Which would be good.

But in reading the OP, it seems like what is being stated is that the negotiaters have strangled any opportunity of having the TPP become a decent bit of legislation.

And Boy Oh Boy - if the TPP got even one twentieth the coverage of the "measles" epidemic that is supposedly infecting us all here in Claifornia then every citizen would know about the TPP, and everyone would see to it that it is stopped.

Instead, the media has portrayed the citizens of Calif as unwashed and ignorant savages, rather than a society in which fewer than 0ne Percent of the children here have not had at least one round of vaccinations.
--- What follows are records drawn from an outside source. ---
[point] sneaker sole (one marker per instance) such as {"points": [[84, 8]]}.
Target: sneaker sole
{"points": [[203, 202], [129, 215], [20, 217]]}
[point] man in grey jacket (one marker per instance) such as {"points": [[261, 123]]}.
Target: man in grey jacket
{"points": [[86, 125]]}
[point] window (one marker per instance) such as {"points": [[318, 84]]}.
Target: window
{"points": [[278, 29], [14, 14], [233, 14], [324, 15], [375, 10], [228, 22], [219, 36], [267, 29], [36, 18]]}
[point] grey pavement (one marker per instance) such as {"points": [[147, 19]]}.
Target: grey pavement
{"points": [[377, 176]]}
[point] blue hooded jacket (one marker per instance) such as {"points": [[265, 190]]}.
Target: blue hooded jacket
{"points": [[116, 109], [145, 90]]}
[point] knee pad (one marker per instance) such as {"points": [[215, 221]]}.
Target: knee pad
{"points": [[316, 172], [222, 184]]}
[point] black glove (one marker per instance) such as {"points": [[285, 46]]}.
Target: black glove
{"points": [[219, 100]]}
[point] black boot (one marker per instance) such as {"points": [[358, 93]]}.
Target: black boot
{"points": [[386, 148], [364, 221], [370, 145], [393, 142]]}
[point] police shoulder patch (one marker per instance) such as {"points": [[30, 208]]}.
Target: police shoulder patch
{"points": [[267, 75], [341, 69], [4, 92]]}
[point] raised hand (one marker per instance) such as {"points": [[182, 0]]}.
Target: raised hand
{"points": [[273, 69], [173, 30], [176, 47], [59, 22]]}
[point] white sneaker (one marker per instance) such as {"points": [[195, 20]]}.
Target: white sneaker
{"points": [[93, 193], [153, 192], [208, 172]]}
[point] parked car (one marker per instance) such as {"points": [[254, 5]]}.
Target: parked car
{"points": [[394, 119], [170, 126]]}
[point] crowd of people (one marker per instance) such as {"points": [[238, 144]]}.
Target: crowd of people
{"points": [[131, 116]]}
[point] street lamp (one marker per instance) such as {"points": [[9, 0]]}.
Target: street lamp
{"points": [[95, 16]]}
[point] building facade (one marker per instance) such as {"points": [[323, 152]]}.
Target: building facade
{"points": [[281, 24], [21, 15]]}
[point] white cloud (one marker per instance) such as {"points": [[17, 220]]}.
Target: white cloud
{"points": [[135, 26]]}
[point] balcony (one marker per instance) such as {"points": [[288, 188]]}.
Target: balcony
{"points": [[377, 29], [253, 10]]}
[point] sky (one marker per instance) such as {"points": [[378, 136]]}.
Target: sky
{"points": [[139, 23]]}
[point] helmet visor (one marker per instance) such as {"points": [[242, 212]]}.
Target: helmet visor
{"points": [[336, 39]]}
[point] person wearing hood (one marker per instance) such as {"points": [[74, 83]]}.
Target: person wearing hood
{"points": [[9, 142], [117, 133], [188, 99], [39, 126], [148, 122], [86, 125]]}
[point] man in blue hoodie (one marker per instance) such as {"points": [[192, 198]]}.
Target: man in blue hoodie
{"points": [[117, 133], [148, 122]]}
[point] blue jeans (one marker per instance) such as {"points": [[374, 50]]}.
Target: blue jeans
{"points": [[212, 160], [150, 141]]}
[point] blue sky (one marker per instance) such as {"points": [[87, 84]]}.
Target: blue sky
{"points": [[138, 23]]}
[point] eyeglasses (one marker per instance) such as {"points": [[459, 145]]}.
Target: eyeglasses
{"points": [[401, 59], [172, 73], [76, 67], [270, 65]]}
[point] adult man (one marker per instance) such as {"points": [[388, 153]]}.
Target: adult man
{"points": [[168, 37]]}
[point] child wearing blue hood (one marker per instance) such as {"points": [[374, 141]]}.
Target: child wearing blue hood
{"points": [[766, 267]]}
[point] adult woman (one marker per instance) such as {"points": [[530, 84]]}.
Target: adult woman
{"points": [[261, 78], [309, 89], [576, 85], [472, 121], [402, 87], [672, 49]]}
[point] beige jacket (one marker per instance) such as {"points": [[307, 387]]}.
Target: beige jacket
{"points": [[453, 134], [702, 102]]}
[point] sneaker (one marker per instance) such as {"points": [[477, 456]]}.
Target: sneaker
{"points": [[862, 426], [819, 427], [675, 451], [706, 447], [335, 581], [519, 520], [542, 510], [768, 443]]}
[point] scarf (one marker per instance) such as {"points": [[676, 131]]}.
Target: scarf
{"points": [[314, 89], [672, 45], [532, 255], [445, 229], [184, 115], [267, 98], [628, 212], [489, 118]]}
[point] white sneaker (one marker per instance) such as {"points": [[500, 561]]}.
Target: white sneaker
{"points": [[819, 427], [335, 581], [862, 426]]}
But there always has to be a cover story to hide the real story, that the Powers that Be do not want us to know about.

Faryn Balyncd

(5,125 posts)
6. That was the EFF headline. I see what you mean...
Thu Feb 5, 2015, 04:05 PM
Feb 2015


Their headline is open to interpretation, but clearly they mean what you describe in your second paragraph.

The EFF has been a major information source on this issue.

Thanks for your comment.










bemildred

(90,061 posts)
12. If that is not "rent seeking" i don't know what it is.
Tue Feb 10, 2015, 09:28 AM
Feb 2015

The maximum should be the life of the artist or ten years from first publication, which ever is greater.